Arranged under two headings, "Criticism" reveals Ethan Frome's impact as both a literary work and a social commentary. "Contemporary Reviews" consists of eight prominent assessments of Ethan Frome, including reviews from the New York Times Book Review, Outlook, The Nation, the Saturday Review, and those penned by Frederic Taber Cooper and Elizabeth Shepley Sergeant, among others. "Modern Criticism" (1956-1991) includes seven interpretations of the novella by Lionel Trilling, Elizabeth Ammons, Judith Fryer, Jean Frantz Blackall, Lev Raphael, Candace Waid, and Cynthia Griffin Wolff.
A Chronology and a Selected Bibliography are also included.

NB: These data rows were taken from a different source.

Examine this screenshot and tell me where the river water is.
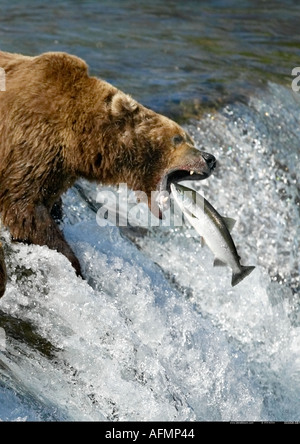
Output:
[0,0,300,421]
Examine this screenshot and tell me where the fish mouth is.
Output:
[149,153,216,219]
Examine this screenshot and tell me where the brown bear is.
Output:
[0,51,215,290]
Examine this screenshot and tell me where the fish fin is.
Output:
[214,257,226,267]
[222,217,236,233]
[231,265,255,287]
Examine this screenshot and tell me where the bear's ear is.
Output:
[111,91,138,117]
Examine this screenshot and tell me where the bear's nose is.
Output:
[202,152,217,170]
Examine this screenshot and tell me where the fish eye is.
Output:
[172,134,184,146]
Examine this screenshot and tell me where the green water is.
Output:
[0,0,300,115]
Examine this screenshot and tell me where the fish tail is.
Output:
[231,265,255,287]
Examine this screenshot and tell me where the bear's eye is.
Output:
[173,134,184,146]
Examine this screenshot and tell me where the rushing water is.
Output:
[0,0,300,421]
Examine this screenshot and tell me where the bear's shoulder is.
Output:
[32,52,88,82]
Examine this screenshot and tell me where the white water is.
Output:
[0,85,300,421]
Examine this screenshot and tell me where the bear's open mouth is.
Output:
[159,168,211,193]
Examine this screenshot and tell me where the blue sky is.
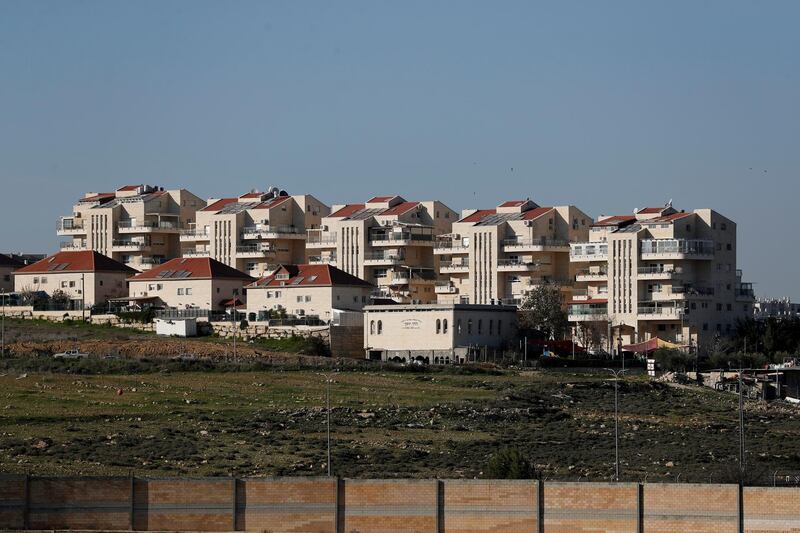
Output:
[0,0,800,298]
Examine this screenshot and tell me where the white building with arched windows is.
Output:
[364,304,517,364]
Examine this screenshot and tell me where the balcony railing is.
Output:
[642,239,714,256]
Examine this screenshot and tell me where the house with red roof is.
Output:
[306,196,458,303]
[433,199,592,305]
[0,254,25,292]
[14,250,136,309]
[180,187,330,277]
[247,264,375,321]
[126,257,255,311]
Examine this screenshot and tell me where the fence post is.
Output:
[636,483,644,533]
[536,479,544,533]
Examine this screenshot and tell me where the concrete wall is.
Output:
[0,476,800,533]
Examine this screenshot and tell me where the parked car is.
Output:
[53,350,89,359]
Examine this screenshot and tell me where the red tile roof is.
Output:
[131,257,255,281]
[592,215,636,226]
[522,207,553,220]
[380,202,419,216]
[254,196,291,209]
[458,209,497,222]
[641,213,694,224]
[248,265,373,288]
[0,254,25,268]
[367,196,397,204]
[200,198,238,211]
[15,250,137,274]
[328,204,364,218]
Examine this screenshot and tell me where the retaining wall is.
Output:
[0,476,800,533]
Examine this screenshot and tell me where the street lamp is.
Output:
[606,368,625,481]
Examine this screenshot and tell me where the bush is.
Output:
[486,448,536,479]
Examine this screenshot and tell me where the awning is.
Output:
[622,337,687,353]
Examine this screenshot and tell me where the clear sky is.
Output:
[0,0,800,298]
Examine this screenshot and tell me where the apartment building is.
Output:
[247,264,375,321]
[433,199,592,305]
[569,203,754,351]
[57,185,206,271]
[180,187,330,277]
[14,250,136,309]
[306,196,458,303]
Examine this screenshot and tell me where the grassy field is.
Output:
[0,361,800,482]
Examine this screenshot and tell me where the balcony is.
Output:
[575,268,608,281]
[58,241,88,252]
[439,261,469,274]
[433,281,458,294]
[369,230,433,246]
[433,239,469,255]
[111,239,150,252]
[181,248,211,257]
[637,265,683,280]
[364,252,405,266]
[569,242,608,262]
[180,229,211,242]
[56,217,86,236]
[236,244,275,259]
[306,229,336,248]
[308,254,336,265]
[641,239,714,260]
[117,220,181,234]
[242,225,306,240]
[503,237,570,252]
[497,258,541,272]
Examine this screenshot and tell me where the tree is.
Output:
[520,283,569,339]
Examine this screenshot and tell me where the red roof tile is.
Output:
[131,257,255,281]
[458,209,497,222]
[200,198,238,211]
[328,204,364,218]
[248,265,373,289]
[522,207,553,220]
[15,250,137,274]
[380,202,419,216]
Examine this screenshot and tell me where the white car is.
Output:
[53,350,89,359]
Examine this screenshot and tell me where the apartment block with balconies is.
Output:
[434,200,592,305]
[306,196,458,303]
[180,187,330,278]
[569,205,753,351]
[56,185,206,271]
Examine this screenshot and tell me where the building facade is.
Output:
[364,304,517,364]
[180,187,330,277]
[126,257,254,311]
[14,250,136,309]
[57,185,206,271]
[247,264,375,322]
[569,204,754,351]
[306,196,458,303]
[434,200,592,305]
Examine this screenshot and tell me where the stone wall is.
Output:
[0,476,800,533]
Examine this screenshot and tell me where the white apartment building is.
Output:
[306,196,458,303]
[433,200,592,305]
[57,185,206,271]
[569,204,754,351]
[247,264,375,321]
[180,187,330,278]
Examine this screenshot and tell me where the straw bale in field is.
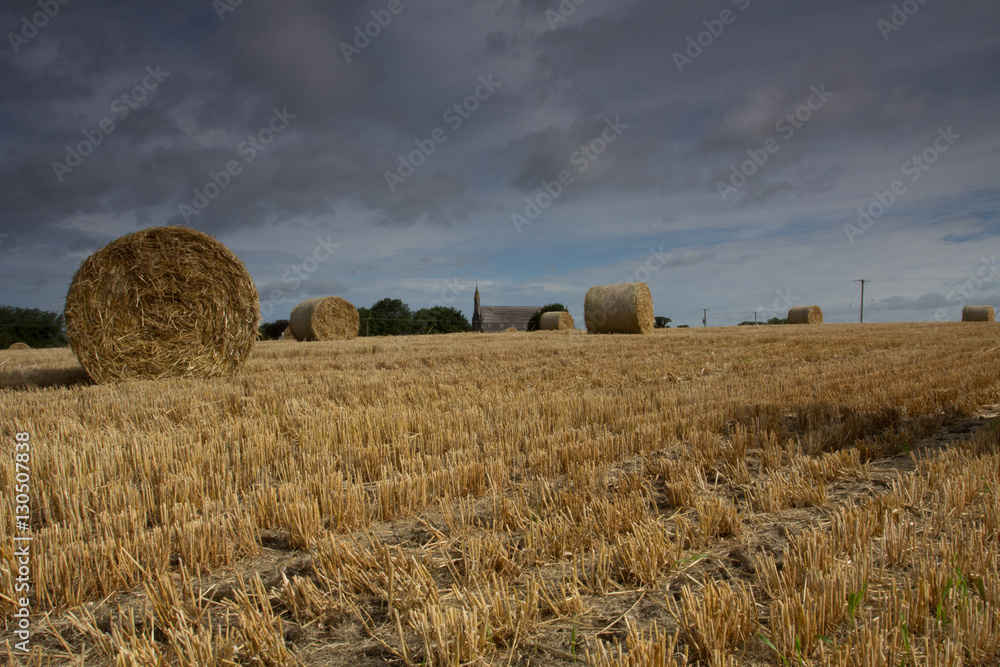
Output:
[288,296,361,341]
[962,306,994,322]
[538,310,576,331]
[583,283,655,334]
[65,227,260,382]
[788,306,823,324]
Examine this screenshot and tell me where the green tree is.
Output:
[413,306,472,334]
[358,298,413,336]
[258,320,288,340]
[528,303,569,331]
[0,306,66,349]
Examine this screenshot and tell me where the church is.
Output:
[472,285,541,333]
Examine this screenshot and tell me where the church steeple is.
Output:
[472,280,483,331]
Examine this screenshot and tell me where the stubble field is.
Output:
[0,323,1000,667]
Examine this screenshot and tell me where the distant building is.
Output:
[472,285,541,333]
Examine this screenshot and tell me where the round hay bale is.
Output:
[788,306,823,324]
[288,296,361,341]
[65,227,260,382]
[538,310,576,331]
[583,283,655,334]
[962,306,995,322]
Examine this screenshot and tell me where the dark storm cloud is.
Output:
[0,0,1000,320]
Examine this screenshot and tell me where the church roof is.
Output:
[479,306,541,333]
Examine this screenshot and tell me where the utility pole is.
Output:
[854,278,868,324]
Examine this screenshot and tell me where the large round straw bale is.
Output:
[788,306,823,324]
[538,310,576,331]
[65,227,260,382]
[962,306,994,322]
[288,296,361,340]
[583,283,655,333]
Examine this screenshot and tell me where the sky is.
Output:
[0,0,1000,327]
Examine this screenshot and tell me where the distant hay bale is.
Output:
[583,283,655,334]
[288,296,361,341]
[65,227,260,382]
[788,306,823,324]
[962,306,995,322]
[538,310,576,331]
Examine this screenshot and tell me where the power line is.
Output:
[840,282,858,324]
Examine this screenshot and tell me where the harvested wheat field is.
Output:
[0,323,1000,667]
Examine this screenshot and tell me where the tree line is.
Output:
[0,306,66,349]
[260,298,472,340]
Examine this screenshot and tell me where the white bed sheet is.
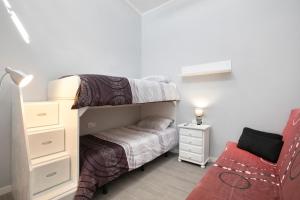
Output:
[94,126,178,170]
[48,76,179,104]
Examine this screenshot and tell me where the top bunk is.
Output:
[48,74,179,109]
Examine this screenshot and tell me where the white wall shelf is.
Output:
[181,60,231,77]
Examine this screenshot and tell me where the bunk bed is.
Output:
[48,74,179,200]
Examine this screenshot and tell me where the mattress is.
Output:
[94,126,178,171]
[48,76,179,104]
[75,126,178,200]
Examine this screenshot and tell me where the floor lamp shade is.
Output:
[5,67,33,88]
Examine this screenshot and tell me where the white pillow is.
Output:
[142,75,170,83]
[136,116,173,131]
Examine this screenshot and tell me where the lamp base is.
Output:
[196,116,202,125]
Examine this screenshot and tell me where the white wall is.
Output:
[142,0,300,156]
[0,0,141,188]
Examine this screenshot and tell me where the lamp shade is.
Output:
[195,108,203,117]
[5,67,33,87]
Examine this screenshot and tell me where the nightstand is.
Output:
[178,123,210,168]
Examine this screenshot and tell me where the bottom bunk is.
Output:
[75,126,178,200]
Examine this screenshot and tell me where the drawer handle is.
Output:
[37,113,47,117]
[46,172,57,178]
[42,140,52,145]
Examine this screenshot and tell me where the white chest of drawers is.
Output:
[178,124,210,168]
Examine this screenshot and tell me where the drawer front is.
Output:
[180,135,202,146]
[24,102,59,128]
[180,143,203,154]
[32,157,70,194]
[180,128,203,138]
[28,128,65,159]
[179,151,203,163]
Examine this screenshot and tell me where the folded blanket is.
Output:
[75,135,129,200]
[72,74,132,109]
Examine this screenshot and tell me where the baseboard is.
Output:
[208,157,218,162]
[0,185,11,196]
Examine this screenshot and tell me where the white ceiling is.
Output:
[127,0,172,14]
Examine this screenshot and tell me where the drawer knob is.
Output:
[37,113,47,117]
[46,172,57,178]
[42,140,52,145]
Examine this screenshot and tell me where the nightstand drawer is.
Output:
[179,151,203,163]
[32,157,70,194]
[180,128,203,138]
[24,102,59,128]
[180,135,203,146]
[180,143,203,154]
[28,127,65,159]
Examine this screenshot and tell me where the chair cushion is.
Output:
[238,128,283,163]
[187,143,280,200]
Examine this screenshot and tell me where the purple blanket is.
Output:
[75,135,129,200]
[72,74,132,109]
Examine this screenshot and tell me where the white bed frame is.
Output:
[12,77,176,200]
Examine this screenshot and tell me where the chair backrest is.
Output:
[277,109,300,200]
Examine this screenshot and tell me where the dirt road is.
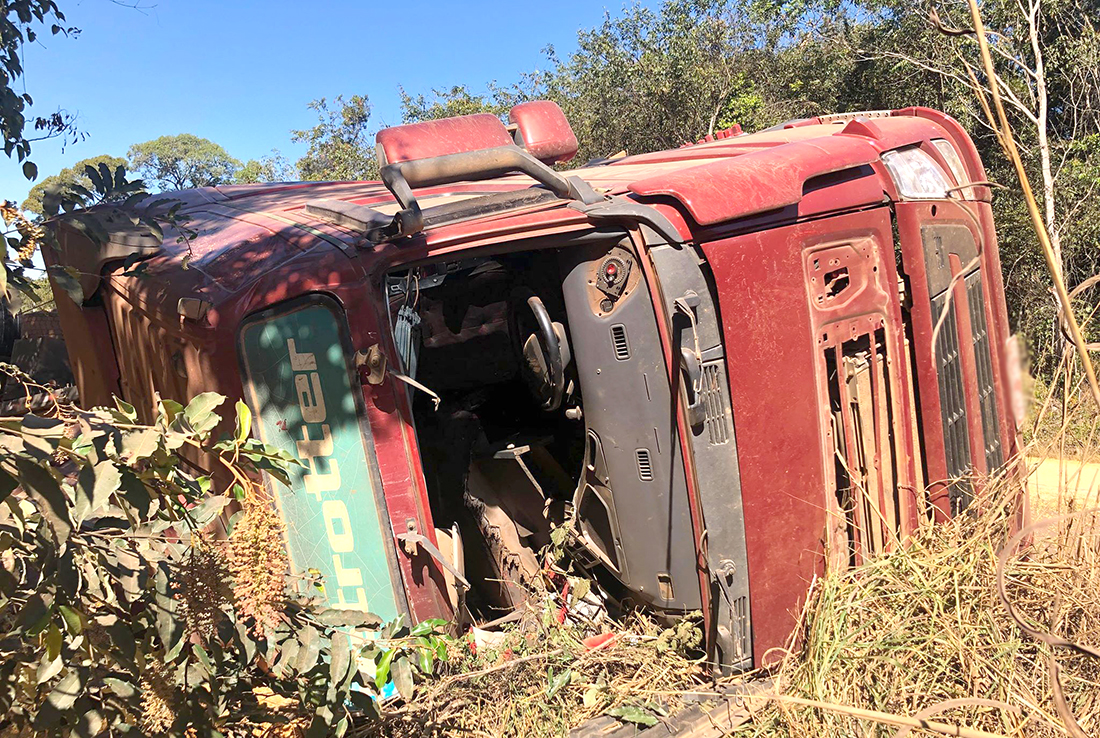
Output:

Pulitzer Prize-winning American writer and designer Edith Wharton (1862-1937) is the author of The House of Mirth, The Age of Innocence, Ethan Frome, The Decoration of Houses, and many other books. Kristin O. Lauer is Associate Professor of English at Fordham University. Her publications include Edith Wharton: The Contemporary Reviews (with James Tuttleton and Margaret P. Murray) and Edith Wharton: An Annotated Secondary Bibliography (with Margaret P. Murray). Her psychological study, Gallery of the Damned: The Inner World of Edith Wharton's Women, is forthcoming. She has published psychological essays on George Eliot, Henry James, and Edith Wharton. Cynthia Griffin Wolff is Class of 1922 Professor of Humanities at the Massachusetts Institute of Technology. She is the author of A Feast of Words: The Triumph of Edith Wharton, Emily Dickinson, and Samuel Richardson and the Eighteenth-Century Puritan Character. She has edited many literary works, including Short Fiction of Major American Women Writers: Jewett, Chopin, Wharton, and Cather; Four Works by American Women Writers; and Edith Wharton's Summer, The House of Mirth, The Custom of the Country, and The Touchstone. Her essays and articles have appeared in many journals in the United States and Canada.